The Hijab Files
In her debut poetry collection, The Hijab Files, Maryam Azam demystifies the literary penumbra of the high school dwelling, jaanamaz spreading, dua uttering, social media scrolling, volitionally devout Hijabi. The determination behind the collection came from Azam’s extensive reading of literature and poetry for her Honours thesis in Creative Writing. Azam has said that she found poetry about Hijab-wearing women typically did not authenticate the, naturally, heterogenous experiences of Hijabis – or even come close to resonating with her own personal experience. To the contrary, Azam found that poetry about Hijabis tends to represent them as servile, and lacking a personal connection with what it means to wear the Hijab. The collection represents Azam’s resolve to generate print-immortalised, authentic incarnations of the variegated experiences, both routine and profound, of a young Muslin woman in Western Sydney.
Duas Like Spells and Praying at School I, launches the first segment of the collection, entitled “A Brief Guide to Hijab Fashion.” In these poems, the profundity of the universal Muslim ritual of salat are posited alongside the routine practicalities of performing the prayers at school. Whole stanzas of Duas Like Spells (which is the prologue to the collection) ruminate on the protective power of the supplication.
she has not taken a breath
outside of this prism of protection
since her father taught it to her
the invocations surround her,
halo-like and glowing.
Immediately following this prelude is Praying at School I, in which stanzas of blank verse wittily represent the practicalities of doing what the title suggests. The poem describes the mission of weaving through the school hallway, “jaanamaz tucked discreetly under my arm”, past bustling computer labs, class mates snacking on chips, ‘stoking my hunger’ to perform her prayers in the school’s sickbay-cum-prayer room. The poems artfully articulate the co-existing experiences of profundity and practicality in the daily life of this poetic persona.
The two succeeding segments “Wallah Bros” and “The Piercing of this Place” delve into the vicissitudes of the Muslim fashion, travel and dating scenes. In Fashion Police the persona bemoans the wearing of her white scarf which “washes out my complexion” and laments the reprove of a taxi driver who warns her that her knee length skirt is not appropriate. In the following poem, You Can’t Touch Me, the writer’s pen comes to life when describing the Hijab’s protective quality:
The gallery director shakes
my friend’s hand, but steps
back and half-bows to me.
I smile and think to myself
You can’t touch me.
I am as distant and inviolable
as the moon.
Power sizzles along the threads of my scarf.

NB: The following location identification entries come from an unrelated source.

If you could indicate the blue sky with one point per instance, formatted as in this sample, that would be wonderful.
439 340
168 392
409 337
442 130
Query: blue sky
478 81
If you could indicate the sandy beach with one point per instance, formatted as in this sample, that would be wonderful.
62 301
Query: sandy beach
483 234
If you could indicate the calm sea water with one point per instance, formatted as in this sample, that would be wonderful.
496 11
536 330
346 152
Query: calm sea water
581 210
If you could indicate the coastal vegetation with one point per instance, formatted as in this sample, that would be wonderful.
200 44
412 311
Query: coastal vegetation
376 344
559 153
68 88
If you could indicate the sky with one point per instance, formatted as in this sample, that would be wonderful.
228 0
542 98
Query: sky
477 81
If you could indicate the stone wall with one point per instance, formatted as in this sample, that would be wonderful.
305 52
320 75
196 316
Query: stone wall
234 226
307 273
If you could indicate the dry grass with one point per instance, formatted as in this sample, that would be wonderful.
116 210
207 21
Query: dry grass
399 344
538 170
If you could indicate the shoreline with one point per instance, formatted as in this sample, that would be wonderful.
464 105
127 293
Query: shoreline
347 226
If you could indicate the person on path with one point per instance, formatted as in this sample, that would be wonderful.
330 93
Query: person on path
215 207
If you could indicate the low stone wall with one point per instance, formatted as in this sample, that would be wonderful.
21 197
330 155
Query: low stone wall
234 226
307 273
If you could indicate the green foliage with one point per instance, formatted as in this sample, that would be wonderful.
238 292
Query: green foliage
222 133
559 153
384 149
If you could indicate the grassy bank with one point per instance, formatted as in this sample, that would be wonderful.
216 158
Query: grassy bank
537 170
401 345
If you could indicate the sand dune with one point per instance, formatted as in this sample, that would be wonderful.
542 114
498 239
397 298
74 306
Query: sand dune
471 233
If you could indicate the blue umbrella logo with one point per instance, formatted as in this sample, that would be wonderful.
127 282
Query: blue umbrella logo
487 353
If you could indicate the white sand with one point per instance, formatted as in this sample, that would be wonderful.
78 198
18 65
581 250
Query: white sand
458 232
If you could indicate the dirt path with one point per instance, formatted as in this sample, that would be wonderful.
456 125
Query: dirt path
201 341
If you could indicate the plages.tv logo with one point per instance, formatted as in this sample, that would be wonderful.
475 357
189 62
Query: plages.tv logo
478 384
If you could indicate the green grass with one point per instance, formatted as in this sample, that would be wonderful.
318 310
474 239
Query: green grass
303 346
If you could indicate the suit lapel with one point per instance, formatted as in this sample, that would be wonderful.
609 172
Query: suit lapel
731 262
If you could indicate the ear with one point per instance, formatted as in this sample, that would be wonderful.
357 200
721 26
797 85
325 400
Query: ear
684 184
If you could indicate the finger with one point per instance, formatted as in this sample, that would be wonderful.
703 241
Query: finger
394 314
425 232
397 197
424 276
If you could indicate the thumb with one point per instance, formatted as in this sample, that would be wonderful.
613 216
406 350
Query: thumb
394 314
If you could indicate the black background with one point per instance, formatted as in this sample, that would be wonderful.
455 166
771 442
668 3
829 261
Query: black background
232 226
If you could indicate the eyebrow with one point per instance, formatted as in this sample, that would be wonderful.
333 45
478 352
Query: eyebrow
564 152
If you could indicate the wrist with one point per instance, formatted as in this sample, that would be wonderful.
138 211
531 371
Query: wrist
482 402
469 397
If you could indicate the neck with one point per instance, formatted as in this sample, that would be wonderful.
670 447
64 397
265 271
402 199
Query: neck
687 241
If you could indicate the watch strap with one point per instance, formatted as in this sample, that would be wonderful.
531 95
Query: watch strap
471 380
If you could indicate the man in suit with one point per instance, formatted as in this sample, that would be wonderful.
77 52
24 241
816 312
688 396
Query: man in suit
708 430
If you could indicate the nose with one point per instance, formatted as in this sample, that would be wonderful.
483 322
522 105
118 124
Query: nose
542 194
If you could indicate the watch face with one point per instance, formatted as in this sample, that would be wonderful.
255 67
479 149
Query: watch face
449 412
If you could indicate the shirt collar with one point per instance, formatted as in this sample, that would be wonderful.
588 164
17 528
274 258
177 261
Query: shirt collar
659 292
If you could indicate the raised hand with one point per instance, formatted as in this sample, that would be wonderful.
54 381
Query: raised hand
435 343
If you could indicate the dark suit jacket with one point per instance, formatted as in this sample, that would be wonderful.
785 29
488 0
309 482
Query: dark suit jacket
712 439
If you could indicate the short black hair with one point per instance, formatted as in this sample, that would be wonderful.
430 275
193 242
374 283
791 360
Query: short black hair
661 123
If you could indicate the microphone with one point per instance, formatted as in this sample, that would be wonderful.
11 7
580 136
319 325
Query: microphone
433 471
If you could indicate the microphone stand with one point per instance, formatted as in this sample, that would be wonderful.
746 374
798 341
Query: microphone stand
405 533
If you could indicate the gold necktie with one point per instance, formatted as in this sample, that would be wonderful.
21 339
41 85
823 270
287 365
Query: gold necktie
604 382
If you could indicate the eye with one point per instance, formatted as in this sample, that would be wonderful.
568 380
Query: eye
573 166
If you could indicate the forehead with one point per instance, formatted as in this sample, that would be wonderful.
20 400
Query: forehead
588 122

The Hijab Files enshrines Azam’s authentic perspective as a young Muslim woman living in Western Sydney, granting the reader access to the vicissitudes of her own daily rituals. Authenticity and diversity in literature is utterly important in this country. Not only because it offers a fairer reflection of our society, but also because it empowers and connects the reader to a broader reality. Ambelin Kwaymullina summarised this importance eloquently in a feature piece written for the Wheeler Centre in Victoria: “Literature without diversity presents a false image of what it is to be human. It masks – and therefore contributes to – the continuation of existing inequities, and it widens the gulfs of understanding that are already swallowing our compassion for each other.”
Azam’s poems manage to cover musings as tactile as contemplating the “volume and variety of bodily excretions” while praying in her high school’s converted sickbay; to hope-laden and obsessive sleuthing on Ishqr “a space for Muslims to connect”; and the loving recitation of duas that grant “the protection of seventy thousand angels.” What results is a memorable and enjoyable read which works to obfuscate the homogenising and disempowering effect of inauthentic literature.